Former Pakistan PM, security officials deny US drone collusion
Pakistani protesters shout anti-US slogans during a demonstration in Karachi on October 23, 2013 against US drone attacks
The Washington Post on Wednesday quoted leaked secret documents as saying Pakistan had been regularly briefed on the strikes and in some cases helped choose targets.
The purported evidence of Islamabad's involvement came as Prime Minister Nawaz Sharif visited the White House and urged an end to the attacks, which are widely unpopular with the Pakistani public.
A senior Pakistani security official said the story was a US attempt to undermine Sharif's position and reduce criticism of the drone campaign, days after an Amnesty International report warned some of the strikes could constitute war crimes.
The Washington Post's revelations concerned strikes in a four-year period from late 2007, when military ruler Pervez Musharraf was in power, to late 2011 when a civilian government led by the Pakistan People's Party had taken over.
Gilani, prime minister from 2008 until June last year, vehemently denied giving any approval for drone strikes.
"We have never allowed Americans to carry out drone attack in the tribal areas," Gilani told AFP.
"From the very beginning we are against drone strikes and we have conveyed it to Americans at all forums."
Islamabad routinely condemns the strikes targeting suspected Taliban and Al-Qaeda militants in its northwest tribal areas. But evidence of collusion or tacit approval has leaked out in recent years.
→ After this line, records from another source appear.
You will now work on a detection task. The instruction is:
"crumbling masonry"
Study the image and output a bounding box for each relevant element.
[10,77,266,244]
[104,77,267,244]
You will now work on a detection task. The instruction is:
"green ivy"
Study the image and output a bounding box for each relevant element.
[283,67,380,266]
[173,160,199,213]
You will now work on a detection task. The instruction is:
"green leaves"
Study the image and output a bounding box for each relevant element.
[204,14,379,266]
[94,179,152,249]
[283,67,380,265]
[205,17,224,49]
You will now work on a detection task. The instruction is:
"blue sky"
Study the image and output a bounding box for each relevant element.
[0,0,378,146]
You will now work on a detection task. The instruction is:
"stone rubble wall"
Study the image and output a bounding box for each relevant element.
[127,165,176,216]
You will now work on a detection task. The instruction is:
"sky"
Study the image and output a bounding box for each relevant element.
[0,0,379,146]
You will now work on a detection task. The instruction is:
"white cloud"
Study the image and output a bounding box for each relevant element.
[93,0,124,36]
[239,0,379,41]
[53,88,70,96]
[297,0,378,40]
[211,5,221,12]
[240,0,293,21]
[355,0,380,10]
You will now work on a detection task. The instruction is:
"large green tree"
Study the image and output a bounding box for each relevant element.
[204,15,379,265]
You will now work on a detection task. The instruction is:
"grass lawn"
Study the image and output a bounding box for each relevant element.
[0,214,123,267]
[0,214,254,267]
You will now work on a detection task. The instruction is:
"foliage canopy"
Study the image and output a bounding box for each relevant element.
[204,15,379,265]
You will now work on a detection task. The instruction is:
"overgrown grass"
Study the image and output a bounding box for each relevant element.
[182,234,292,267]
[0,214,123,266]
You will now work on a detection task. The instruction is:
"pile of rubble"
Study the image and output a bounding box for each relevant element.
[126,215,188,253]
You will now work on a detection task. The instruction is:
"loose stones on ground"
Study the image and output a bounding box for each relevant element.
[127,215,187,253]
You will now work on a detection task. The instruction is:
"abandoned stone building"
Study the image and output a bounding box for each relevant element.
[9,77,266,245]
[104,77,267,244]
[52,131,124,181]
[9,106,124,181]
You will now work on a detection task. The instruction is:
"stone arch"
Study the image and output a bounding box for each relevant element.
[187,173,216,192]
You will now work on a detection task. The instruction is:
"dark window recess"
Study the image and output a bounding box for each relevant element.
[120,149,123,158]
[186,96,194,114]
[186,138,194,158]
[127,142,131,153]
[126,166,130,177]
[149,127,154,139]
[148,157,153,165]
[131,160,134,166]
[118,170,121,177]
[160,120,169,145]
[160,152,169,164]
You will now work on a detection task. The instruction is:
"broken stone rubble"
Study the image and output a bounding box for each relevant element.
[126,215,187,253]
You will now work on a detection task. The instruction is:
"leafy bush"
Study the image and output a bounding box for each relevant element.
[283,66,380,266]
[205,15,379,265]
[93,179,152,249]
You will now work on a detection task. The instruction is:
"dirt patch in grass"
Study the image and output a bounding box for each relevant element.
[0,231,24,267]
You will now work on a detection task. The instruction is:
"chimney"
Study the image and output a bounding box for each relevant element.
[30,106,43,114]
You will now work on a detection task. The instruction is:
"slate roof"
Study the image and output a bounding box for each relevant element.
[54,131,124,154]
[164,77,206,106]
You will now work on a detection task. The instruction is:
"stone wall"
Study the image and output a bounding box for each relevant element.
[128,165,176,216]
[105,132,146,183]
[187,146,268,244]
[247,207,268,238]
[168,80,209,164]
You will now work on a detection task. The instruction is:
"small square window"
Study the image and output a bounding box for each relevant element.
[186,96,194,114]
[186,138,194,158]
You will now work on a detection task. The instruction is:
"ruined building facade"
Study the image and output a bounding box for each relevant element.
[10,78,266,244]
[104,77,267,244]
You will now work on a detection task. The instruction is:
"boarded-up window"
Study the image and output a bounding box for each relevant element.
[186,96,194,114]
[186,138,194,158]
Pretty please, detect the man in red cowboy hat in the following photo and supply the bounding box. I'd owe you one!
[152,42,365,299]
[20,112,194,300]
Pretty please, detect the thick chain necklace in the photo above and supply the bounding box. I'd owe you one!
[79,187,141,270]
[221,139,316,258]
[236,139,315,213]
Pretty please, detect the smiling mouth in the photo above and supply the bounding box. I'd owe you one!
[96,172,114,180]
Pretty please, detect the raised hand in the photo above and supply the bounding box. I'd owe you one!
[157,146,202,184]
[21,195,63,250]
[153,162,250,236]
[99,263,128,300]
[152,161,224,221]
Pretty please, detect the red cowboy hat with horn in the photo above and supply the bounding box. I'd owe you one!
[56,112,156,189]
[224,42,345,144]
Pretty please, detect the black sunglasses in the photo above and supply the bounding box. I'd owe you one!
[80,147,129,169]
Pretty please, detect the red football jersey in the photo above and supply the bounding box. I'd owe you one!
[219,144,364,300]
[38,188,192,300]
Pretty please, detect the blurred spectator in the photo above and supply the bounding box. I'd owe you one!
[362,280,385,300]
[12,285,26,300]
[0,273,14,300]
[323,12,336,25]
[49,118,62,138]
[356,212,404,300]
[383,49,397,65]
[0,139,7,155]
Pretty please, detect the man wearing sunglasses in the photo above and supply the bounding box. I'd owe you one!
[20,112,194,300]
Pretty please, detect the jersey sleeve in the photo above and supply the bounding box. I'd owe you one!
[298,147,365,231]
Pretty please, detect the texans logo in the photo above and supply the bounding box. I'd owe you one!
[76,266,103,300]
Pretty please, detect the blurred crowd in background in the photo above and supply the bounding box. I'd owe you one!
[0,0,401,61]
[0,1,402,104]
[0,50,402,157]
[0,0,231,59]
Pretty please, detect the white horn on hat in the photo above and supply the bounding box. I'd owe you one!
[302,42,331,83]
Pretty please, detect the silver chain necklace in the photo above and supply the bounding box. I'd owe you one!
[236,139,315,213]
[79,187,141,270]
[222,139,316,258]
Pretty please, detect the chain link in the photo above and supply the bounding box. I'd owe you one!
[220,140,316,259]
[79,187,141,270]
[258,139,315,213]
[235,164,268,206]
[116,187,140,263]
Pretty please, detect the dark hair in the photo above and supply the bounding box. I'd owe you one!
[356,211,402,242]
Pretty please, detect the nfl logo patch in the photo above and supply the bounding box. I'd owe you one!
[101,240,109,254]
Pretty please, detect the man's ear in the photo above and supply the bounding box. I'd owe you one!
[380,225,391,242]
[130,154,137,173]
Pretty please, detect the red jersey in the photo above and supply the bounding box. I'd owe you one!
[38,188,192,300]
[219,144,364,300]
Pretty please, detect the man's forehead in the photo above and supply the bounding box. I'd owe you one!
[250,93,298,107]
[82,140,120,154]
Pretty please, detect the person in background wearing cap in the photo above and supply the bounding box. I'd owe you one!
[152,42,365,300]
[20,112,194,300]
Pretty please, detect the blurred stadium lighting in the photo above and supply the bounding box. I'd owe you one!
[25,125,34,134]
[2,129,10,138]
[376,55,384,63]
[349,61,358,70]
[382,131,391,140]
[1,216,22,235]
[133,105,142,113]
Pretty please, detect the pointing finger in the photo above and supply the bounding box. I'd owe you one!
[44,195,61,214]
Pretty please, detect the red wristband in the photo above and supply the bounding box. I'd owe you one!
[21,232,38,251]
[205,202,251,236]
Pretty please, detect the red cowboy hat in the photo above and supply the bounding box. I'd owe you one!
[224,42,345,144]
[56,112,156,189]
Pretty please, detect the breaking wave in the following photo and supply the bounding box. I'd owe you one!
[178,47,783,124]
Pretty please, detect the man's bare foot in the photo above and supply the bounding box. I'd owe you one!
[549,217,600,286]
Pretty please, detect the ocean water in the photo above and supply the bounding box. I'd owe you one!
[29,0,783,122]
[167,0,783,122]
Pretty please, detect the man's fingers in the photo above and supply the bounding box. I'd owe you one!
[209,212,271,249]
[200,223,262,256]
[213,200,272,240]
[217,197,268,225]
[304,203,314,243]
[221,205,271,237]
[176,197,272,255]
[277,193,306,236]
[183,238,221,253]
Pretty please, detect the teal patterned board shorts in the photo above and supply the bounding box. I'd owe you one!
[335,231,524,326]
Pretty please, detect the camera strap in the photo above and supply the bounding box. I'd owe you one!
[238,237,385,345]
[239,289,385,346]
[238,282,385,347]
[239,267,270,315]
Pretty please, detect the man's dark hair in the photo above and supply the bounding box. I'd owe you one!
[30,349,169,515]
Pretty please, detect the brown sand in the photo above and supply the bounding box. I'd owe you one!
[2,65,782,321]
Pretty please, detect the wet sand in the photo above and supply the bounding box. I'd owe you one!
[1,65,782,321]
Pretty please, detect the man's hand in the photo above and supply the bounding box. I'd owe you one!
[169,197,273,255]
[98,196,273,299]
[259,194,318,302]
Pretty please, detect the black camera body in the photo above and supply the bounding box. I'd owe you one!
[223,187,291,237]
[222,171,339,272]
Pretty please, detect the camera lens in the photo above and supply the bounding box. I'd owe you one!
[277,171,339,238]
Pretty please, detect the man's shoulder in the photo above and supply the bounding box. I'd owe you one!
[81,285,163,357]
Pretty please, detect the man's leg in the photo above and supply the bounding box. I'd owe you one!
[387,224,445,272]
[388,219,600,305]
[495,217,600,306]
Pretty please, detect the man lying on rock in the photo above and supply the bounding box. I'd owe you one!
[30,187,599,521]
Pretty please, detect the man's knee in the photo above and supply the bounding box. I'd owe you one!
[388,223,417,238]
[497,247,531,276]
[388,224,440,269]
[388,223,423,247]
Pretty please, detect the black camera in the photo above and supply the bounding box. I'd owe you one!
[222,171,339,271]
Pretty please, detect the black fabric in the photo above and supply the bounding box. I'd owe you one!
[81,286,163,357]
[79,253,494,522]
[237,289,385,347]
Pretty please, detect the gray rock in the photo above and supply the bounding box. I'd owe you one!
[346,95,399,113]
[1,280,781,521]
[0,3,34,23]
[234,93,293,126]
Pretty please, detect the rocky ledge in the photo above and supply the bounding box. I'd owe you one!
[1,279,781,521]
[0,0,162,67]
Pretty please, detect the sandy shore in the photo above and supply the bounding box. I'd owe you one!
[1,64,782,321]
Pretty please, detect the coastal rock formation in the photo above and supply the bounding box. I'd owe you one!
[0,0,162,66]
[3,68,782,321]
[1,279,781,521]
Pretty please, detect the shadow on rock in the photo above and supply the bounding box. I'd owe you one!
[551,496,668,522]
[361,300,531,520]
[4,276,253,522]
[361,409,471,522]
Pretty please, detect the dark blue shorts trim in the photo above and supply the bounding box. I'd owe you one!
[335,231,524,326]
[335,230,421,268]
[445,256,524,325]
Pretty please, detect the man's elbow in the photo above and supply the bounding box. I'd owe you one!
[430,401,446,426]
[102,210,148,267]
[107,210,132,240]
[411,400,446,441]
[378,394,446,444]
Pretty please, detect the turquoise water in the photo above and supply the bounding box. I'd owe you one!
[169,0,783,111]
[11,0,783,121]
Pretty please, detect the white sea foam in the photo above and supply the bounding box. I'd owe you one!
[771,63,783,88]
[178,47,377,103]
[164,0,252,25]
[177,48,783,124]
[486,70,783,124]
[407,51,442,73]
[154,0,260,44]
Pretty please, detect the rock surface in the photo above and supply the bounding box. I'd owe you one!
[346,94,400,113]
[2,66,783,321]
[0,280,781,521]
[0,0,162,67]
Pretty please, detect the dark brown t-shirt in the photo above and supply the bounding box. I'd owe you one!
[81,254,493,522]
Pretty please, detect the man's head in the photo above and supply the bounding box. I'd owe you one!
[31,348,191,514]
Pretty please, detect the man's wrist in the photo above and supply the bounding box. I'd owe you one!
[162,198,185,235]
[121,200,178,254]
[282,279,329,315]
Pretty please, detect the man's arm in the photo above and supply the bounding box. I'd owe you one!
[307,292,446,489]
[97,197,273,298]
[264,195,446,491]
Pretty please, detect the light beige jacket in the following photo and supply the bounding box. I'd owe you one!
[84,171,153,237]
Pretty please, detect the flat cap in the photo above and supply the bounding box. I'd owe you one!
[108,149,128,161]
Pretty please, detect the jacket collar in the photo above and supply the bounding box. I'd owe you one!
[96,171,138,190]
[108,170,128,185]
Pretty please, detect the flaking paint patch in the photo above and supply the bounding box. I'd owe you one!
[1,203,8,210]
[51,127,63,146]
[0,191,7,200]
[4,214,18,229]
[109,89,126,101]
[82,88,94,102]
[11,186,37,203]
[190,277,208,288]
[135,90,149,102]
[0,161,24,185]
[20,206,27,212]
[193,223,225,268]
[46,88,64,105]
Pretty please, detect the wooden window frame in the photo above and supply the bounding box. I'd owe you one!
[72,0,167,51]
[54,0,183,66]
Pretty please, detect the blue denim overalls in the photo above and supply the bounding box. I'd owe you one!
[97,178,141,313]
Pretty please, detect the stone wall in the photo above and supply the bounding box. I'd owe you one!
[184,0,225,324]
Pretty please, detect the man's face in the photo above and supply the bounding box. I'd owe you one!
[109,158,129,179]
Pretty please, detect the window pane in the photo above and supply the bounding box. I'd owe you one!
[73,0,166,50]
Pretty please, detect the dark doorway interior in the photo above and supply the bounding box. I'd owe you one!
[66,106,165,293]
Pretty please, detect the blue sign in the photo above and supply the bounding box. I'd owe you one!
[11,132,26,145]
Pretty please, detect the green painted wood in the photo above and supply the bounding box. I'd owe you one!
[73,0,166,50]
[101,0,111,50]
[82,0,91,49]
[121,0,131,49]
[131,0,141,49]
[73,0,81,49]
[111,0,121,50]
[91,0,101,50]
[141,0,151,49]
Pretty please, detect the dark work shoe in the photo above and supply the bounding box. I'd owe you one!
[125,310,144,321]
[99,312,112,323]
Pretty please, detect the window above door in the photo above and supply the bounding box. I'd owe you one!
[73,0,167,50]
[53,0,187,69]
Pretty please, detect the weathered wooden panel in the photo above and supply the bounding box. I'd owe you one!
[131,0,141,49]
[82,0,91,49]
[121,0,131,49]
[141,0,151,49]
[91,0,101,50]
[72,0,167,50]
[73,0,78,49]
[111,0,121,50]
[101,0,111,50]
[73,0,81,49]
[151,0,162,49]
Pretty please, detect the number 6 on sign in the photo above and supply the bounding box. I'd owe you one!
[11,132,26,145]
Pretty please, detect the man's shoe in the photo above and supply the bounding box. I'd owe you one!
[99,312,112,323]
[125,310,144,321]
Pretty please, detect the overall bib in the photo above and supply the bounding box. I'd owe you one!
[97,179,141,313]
A diplomatic cable from then-US ambassador Anne Patterson, dated August 2008 and released by Wikileaks, indicated Gilani had agreed to the strikes in private.
"I don't care if they do it as long as they get the right people. We'll protest in the National Assembly and then ignore it," the leaked cable quoted Gilani as telling US officials.
In April this year Musharraf told CNN that he had authorised drone strikes in Pakistan while he was in power.
The Post said that top-secret documents and Pakistani diplomatic memos showed the Central Intelligence Agency, which runs the drone programme, had drafted documents to share information on at least 65 attacks with Pakistan.
In one case in 2010, a document describes hitting a location "at the request of your government" and another refers to a joint targeting effort between the CIA and Pakistan's Inter-Services Intelligence agency.
The senior Pakistani security official flatly denied any official deal to help with the drone campaign.
"There has never been official arrangement at the strategic or government level," he told AFP on condition of anonymity.
"The purpose of giving such stories is nothing but face-saving. Americans are trying to dilute the growing pressure by using back channels and making Pakistan a party to the whole issue."
The US has carried out nearly 400 drone attacks in Pakistan's restive tribal districts along the Afghan border since 2004, killing between 2,500 and 3,600 people, according to the London-based Bureau of Investigative Journalism.